Mimblewimble Attack is ‘Factually Inaccurate’, Grin Team Responds
The claim that hired computing power could “break” the Mimblewimble privacy tool for Litecoin (LTC) is inaccurate, according to a response from the Grin development team.
Weakness Did Not Reveal Final Senders or Receivers
The Grin team admitted that the protocol held a known weakness, but directing hired computing power from AWS did not constitute an ‘attack’. The analysis of Ivan Bogatyy managed to glean some network data, but the conclusions that the flaw could not be repaired were also inaccurate.
While transaction linkability is a limitation that we’re looking to mitigate as part of our goal of ever-improving privacy, it does not ‘break’ Mimblewimble nor is it anywhere close to being so fundamental as to render it or Grin’s privacy features useless
The creator of Litecoin, Charlie Lee, also tweeted that Mimblewimble had a known weakness, but this did not challenge the system as a privacy feature for LTC.
This limitation of MimbleWimble protocol is well known. MW is basically Confidential Transactions with scaling benefits and slight unlinkability. To get much better privacy, you can still use CoinJoin before broadcasting and CJ works really well with MW due to CT and aggregation. https://t.co/M5sx92nzlZ
— Charlie Lee [LTC⚡] (@SatoshiLite) November 18, 2019
The information that could be gleaned was not as valuable as previously thought. The breaking of Mimblewimble veiling could not yield addresses, but only information about transaction outputs. The Grin team added that this could not link identities to wallets and addresses, an approach often used by law enforcement.
The team admitted that so-called “sniffer nodes” collected data, but only for a particular time period. By no means were all Mimblewimble transactions being tracked. Additionally, the information was not as relevant as previously thought, only linking outputs. For the team, this was old knowledge, which did not compromise the veiled identities of users.
Another inaccuracy was that the analysis did not unravel the “transaction graph”, and did not arrive at any possible identifying information about counter parties. The “sniffer nodes” mapped the activity, but could not trace where transactions originated. Within the Mimblewimble network, transactions never appear as identifiable information to outside observers, and no addresses exist.

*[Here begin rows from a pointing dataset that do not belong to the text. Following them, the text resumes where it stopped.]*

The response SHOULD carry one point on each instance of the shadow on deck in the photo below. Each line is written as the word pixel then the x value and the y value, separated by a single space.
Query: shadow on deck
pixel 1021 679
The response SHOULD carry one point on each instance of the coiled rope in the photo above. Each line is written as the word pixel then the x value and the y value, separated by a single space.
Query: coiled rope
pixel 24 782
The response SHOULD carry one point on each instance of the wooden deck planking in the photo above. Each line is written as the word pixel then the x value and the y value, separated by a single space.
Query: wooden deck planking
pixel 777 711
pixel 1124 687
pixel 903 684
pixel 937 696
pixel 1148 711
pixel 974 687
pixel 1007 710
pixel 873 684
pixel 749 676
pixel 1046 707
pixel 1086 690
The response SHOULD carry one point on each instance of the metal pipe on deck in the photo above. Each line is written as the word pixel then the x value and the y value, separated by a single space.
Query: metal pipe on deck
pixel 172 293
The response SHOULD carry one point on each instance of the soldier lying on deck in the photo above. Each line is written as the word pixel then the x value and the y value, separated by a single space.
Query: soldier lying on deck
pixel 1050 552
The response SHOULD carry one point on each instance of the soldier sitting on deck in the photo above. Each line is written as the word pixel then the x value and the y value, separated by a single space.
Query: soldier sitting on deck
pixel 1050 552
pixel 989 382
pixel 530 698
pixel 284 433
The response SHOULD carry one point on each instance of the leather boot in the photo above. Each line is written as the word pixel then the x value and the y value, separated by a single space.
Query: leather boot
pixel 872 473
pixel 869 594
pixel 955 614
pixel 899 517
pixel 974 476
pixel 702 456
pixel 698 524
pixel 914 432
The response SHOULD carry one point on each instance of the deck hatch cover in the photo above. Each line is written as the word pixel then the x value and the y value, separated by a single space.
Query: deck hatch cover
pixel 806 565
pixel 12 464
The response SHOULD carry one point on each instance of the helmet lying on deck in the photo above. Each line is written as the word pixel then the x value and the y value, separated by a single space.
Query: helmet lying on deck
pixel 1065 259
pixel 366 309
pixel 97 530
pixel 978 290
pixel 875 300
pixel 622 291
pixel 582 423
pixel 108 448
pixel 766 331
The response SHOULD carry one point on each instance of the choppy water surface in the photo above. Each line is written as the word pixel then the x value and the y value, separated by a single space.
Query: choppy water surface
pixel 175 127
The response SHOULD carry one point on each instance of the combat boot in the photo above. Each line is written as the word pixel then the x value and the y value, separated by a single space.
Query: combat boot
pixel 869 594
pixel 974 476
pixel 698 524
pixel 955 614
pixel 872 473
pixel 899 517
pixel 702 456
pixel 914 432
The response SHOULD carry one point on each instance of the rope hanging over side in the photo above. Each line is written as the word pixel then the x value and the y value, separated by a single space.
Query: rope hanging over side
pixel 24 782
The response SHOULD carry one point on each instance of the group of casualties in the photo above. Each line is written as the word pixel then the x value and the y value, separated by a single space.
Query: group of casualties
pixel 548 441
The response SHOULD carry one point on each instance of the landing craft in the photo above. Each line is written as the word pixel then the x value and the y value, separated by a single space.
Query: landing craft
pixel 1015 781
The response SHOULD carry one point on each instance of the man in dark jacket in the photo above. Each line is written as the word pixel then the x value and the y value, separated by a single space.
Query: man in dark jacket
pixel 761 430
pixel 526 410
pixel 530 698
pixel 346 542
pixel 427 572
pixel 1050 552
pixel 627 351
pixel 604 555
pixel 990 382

Mimblewimble Offers Stripped-Down, Private Blockchain
Mimblewimble was proposed back in 2016, as a protocol to obscure transactions for multiple coins. The protocol was most prominently adopted by Litecoin, as a tool to make the asset a rival to Monero (XMR) and ZCash (ZEC).
The Grin project is an implementation of the Mimblewimble blockchain. The protocol uses limited data to keep the distributed ledger, without linking addresses. So far, Mimblewimble has minimal usage, with very few transactions within the network. The GRIN token currently trades at $1.27, after a daily slide of 10% following a downturn across all markets.
Mimblewimble is the brainchild of pseudonymous user Tom Elvis Jedusor, none other than the French anagram of “Je suis Lord Voldemort”.